A big part of the job of being a Health Law Prof is to help students understand the intersection of the many legal specialties that comprise the big tent of "Health Law." Wellness Programs are a good way of doing that because one of the key features of the Affordable Care Act is the flexibility it provides employers to link the cost their employees pay for health insurance with the individual employee's participation in a company sponsored "welleness program." Here's an article I wrote explaining how PPACA went about doing that. Here's a link to the Department of Labor's summary of the current rules and a good overview by the law firm Nixon-Peabody. This report from Rand is an overview of what these programs are and how companies have increasingly fallen in love with them. At this point just about every insurance company is offering to create one--here's some information from Aetna.

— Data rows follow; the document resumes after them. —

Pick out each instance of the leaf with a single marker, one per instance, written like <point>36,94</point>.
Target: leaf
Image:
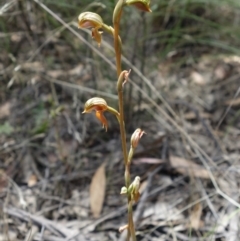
<point>187,167</point>
<point>97,191</point>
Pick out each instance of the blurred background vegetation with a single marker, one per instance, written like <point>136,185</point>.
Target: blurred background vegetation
<point>185,63</point>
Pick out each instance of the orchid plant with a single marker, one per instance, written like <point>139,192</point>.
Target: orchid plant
<point>99,105</point>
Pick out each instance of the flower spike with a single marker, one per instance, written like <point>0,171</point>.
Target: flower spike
<point>140,4</point>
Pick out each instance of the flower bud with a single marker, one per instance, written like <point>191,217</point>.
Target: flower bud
<point>123,191</point>
<point>97,35</point>
<point>99,105</point>
<point>122,228</point>
<point>136,137</point>
<point>140,4</point>
<point>134,189</point>
<point>89,20</point>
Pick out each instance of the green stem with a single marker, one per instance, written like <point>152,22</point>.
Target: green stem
<point>121,75</point>
<point>130,221</point>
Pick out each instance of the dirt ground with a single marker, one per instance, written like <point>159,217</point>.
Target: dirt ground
<point>61,173</point>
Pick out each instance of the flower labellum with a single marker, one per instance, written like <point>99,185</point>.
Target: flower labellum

The problem is, there's very little evidence that these programs do anything to demonstrably improve health (whatever that may mean). And quite a bit that they may promote many different kinds of social injustice.
This article in the Harvard Business Review does a great job describing the kinds of programs that are now descending on employees and how they are creating disatsifaction without any scientifically supportable improvement in "health."
There is also a growing literature suggesting that these programs may disproportionately discourage workers who employers aren't that unhappy to see go--but might not legally be able to actually fire. Here is some very interesting testimony by Jennifer Mathis Director of Programs, Bazelon Center for Mental Health Law
On Behalf of the Consortium of Citizens with Disabilities.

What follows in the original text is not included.